Читать книгу Antinatalismus - Karim Akerma - Страница 190
ОглавлениеDaseinstäter
„Daseinstäter“ ist ein von Carl Spitteler in seinem „Prometheus“ für den Welturheber geprägter Terminus, den wir zur Bezeichnung von Personen verwenden, die willkürlich den Existenzbeginn eines Menschen bewirken. Spitteler führt über seinen übermenschlichen Daseinstäter aus:
„Doch wehe mir, kein Zaubersaft, kein Segen heilt / Den Daseinstäter, den der Friede nie ereilt! / Eh dass des wilden Weltenwirbels Kreisel steht, / Eh dass der letzte Klagelaut im Raum verweht, / Eh dass der letzte Hass im Aug des letzten Bösen / Vergrinst, gibt’s keine Macht, kein Mittel, mich zu lösen.“ (Spittler, Prometheus, S. 134)

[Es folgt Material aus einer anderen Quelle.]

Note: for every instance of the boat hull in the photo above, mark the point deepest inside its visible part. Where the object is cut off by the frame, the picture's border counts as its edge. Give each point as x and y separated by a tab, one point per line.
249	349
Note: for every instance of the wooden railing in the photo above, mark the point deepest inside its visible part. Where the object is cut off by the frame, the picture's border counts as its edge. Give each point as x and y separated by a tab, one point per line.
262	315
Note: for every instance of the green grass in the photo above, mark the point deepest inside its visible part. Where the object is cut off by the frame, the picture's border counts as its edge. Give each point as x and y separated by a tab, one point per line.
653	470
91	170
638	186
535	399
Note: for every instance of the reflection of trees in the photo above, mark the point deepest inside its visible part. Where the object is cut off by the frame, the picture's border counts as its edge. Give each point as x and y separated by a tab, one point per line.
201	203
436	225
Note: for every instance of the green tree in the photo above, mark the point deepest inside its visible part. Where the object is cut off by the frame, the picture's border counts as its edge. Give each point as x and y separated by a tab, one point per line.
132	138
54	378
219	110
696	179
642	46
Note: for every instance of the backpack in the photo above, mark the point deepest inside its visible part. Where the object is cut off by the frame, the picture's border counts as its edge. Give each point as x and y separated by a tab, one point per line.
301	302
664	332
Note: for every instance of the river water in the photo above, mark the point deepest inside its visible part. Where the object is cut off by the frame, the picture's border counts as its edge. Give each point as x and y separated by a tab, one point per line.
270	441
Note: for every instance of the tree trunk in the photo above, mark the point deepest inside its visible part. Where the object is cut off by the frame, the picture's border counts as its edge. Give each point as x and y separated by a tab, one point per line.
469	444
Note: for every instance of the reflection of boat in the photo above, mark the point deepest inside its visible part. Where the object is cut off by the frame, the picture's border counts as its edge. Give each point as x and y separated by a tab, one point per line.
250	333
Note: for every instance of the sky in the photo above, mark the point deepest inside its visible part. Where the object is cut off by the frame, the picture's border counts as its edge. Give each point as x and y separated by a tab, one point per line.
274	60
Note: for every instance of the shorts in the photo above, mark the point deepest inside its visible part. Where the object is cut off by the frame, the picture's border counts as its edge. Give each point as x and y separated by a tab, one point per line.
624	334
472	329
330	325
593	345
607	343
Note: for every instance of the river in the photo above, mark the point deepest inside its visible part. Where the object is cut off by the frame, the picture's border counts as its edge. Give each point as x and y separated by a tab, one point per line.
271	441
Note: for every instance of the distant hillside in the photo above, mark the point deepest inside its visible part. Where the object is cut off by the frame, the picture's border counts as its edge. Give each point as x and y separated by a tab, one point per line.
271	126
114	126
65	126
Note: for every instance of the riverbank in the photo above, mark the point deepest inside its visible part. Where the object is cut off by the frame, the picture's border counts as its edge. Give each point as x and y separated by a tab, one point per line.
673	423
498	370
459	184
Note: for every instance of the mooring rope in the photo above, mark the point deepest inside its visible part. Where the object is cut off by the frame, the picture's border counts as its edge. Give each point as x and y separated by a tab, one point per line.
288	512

Welchen Gott der griechischen Mythologie Spitteler hier anspricht, bleibt unklar. Umso expliziter ist seine Darlegung einer verfehlten Schöpfung und die Selbstverurteilung des Verantwortlichen. Spittelers Zeilen sind eine Allegorie auf die objektive Komplizenschaft aller sich Fortzeugenden mit künftigem Unheil.
Daseinstäter-Mörder-Relation (Gravitätsinversion)
Bei Flauberts Roman „November“ handelt es sich um einen Bericht, dessen fiktiver Verfasser eine reflektiert antinatalistische Position zur Daseinstäterschaft einnimmt: „Er war ernsthaft davon überzeugt, dass es weniger unrecht sei, einen Menschen zu töten, als ein Kind zu zeugen. Im ersten Fall nimmt man nur das Leben, nicht das ganze Leben, sondern bloß die Hälfte oder ein Viertel oder den hundertsten Teil dieses Daseins, das ja ohnehin zu Ende gehen musste und auch ohne unser Dazutun zu Ende ginge. Im zweiten Fall dagegen, pflegte er zu sagen, sind wir / da nicht verantwortlich für alle Tränen, die dieser Mensch von der Wiege bis zum Grabe vergießen wird? Ohne uns wäre er nicht geboren, und warum kommt er zur Welt? Nur um unserer Lust willen, ganz gewiss nicht um der seinigen. Um unseren Namen zu tragen, den Namen eines Dummkopfs. Genausogut könnte man ihn auf eine Mauer schreiben, wozu bedarf es eines Menschen, um die Last von drei oder vier Buchstaben zu tragen?“ (Flaubert, November, S. 105f)
Das von Flaubert vorgestellte antinatalistische Argument zielt darauf ab, dass ein Daseinstäter einen leiderfahrenden Menschen zuallererst beginnen lässt, die ein Mensch durchmachen muss, während ein Mörder ein immer auch leiderfülltes Dasein abkürzt. Geht man davon aus, dass durchgemachte Leiden nicht durch erlebte Freuden kompensiert werden (Kompensationsinkompetenz des Glücks), wird man Flauberts Antinatalismus-Argument eine gewisse Triftigkeit nicht versagen. Flauberts Erörterung der Daseinstäter-Mörder-Relation lässt indes unbedacht, dass eine Gesellschaft, in der Morde als Mittel zur Leidensabkürzung gang und gäbe wären, von unerträglichen neuen Leiden und Ängsten heimgesucht würde: der Trauer der Hinterbliebenen und den Ängsten der Lebenden, dass es auch sie treffen könnte. Allein als Robinsonade gedacht, ist Flauberts Gravitätsinversion triftig: Lebe ich vom Rest der Welt vergessen und isoliert auf einer Insel und werde ich dort hinterrücks und mit augenblicklichem Todeseintritt erschossen, so lässt sich in der Tat sagen, dass hierdurch verhindert wurde, dass ich unweigerlich bevorstehende Leiden durchmachen musste.